JAKARTA, KOMPAS.com - Menteri Hukum dan Hak Asasi Manusia Yasonna H Laoly menantang lima guru besar untuk debat terbuka mengenai remisi untuk koruptor.
Lima guru besar yang dimaksud adalah Guru besar Universitas Islam Indonesia Mahfud MD, Guru besar Universitas Jenderal Soedirman Hibnu Nugroho, Guru besar Universitas Indonesia Rhenald Kasali, Guru Besar Universitas Indonesia Sulistyowati Irianto, dan Guru besar Universitas Bosowa '45 Marwan Mas.
Sebelumnya, para profesor itu menyurati Presiden Joko Widodo agar tidak mempermudah syarat pemberian remisi untuk koruptor yang diatur dalam Peraturan Pemerintah Nomor 99 Tahun 2012 tentang Syarat dan Tata Cara Pelaksanaan Hak Warga Binaan Pemasyarakatan.
(Baca: Lima Guru Besar Tulis Surat untuk Jokowi, Ini Isinya)
"Kemarin saya sudah bertemu Prof Mahfud, saya mau undang lima profesor, kita debat terbuka," kata Yasonna di Kompleks Parlemen, Senayan, Jakarta, Rabu (7/9/2016).
Pemerintah berencana merevisi PP yang diteken di era pemerintahan Susilo Bambang Yudhoyono itu.
Menkumham menegaskan bahwa saat ini pihaknya terus mengkaji revisi PP 99/2012 itu.
Kemenkumham juga sudah berdiskusi dengan kelompok masyarakat seperti Indonesia Corruption Watch hingga Komisi Pemberantasan Korupsi.
Yasonna juga mengaku sudah mengirimkan surat kepada seluruh pemimpin redaksi media massa yang berisi penjelasan mengenai revisi PP 99/2012.
"Artinya ini kajian secara keilmuan secara perundang-undangan.

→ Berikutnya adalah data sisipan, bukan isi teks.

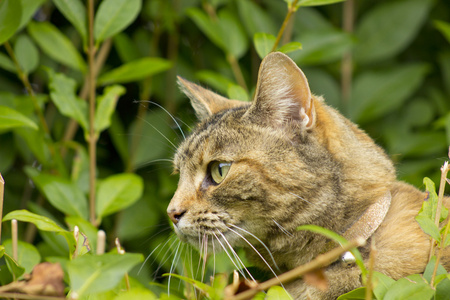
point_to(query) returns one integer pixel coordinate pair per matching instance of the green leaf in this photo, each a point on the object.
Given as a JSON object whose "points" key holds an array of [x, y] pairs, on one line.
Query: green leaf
{"points": [[13, 267], [62, 92], [118, 192], [429, 227], [97, 273], [7, 64], [290, 47], [137, 293], [278, 293], [56, 45], [29, 8], [317, 2], [27, 255], [215, 80], [337, 238], [135, 70], [357, 294], [113, 16], [263, 43], [376, 93], [381, 283], [210, 28], [412, 287], [10, 118], [75, 12], [322, 46], [237, 92], [42, 223], [26, 53], [255, 18], [444, 28], [236, 44], [389, 28], [10, 14], [61, 193], [106, 105]]}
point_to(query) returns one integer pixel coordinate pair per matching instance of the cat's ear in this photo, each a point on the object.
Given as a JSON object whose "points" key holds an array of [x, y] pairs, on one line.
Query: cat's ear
{"points": [[205, 102], [282, 93]]}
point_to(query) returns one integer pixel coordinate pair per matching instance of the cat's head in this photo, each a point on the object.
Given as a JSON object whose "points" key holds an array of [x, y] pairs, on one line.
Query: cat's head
{"points": [[257, 169]]}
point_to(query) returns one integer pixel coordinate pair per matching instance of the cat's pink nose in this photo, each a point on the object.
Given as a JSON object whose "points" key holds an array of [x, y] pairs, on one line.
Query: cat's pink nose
{"points": [[175, 215]]}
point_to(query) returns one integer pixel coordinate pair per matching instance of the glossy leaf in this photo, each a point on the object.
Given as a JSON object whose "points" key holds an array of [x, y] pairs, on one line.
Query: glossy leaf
{"points": [[26, 53], [97, 273], [61, 193], [75, 12], [41, 222], [135, 70], [7, 64], [113, 16], [255, 19], [290, 47], [389, 28], [322, 46], [263, 43], [27, 254], [56, 45], [376, 93], [10, 118], [357, 294], [317, 2], [15, 269], [235, 44], [62, 93], [10, 14], [118, 192], [29, 8], [106, 105], [278, 293]]}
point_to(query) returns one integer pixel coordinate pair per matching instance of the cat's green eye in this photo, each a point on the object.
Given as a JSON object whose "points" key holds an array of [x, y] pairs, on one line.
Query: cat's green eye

Benar enggak yang saya lakukan, lebih baik mana dari yang lama. Kami diskusi," ucap politisi PDI-P ini.
(Baca juga: Jika Revisi PP Remisi, Komitmen Pemerintah dalam Berantas Korupsi Dipertanyakan)
Rencana pemerintah merevisi PP 99/2012 dianggap mempermudah remisi bagi koruptor karena menghilangkan syarat agar menjadi justice collaborator.
Dengan demikian, terpidana bisa mendapat remisi hanya dengan dua syarat pokok, yakni berkelakuan baik dan telah menjalani sepertiga masa pidananya.
Direktur Jenderal Pemasyarakatan Kementerian Hukum dan Hak Asasi Manusia I Wayan Kusmiantha Dusak mengatakan, upaya revisi PP No 99/2012 itu mendesak dilakukan mengingat kondisi Lembaga Pemasyarakatan yang kian padat.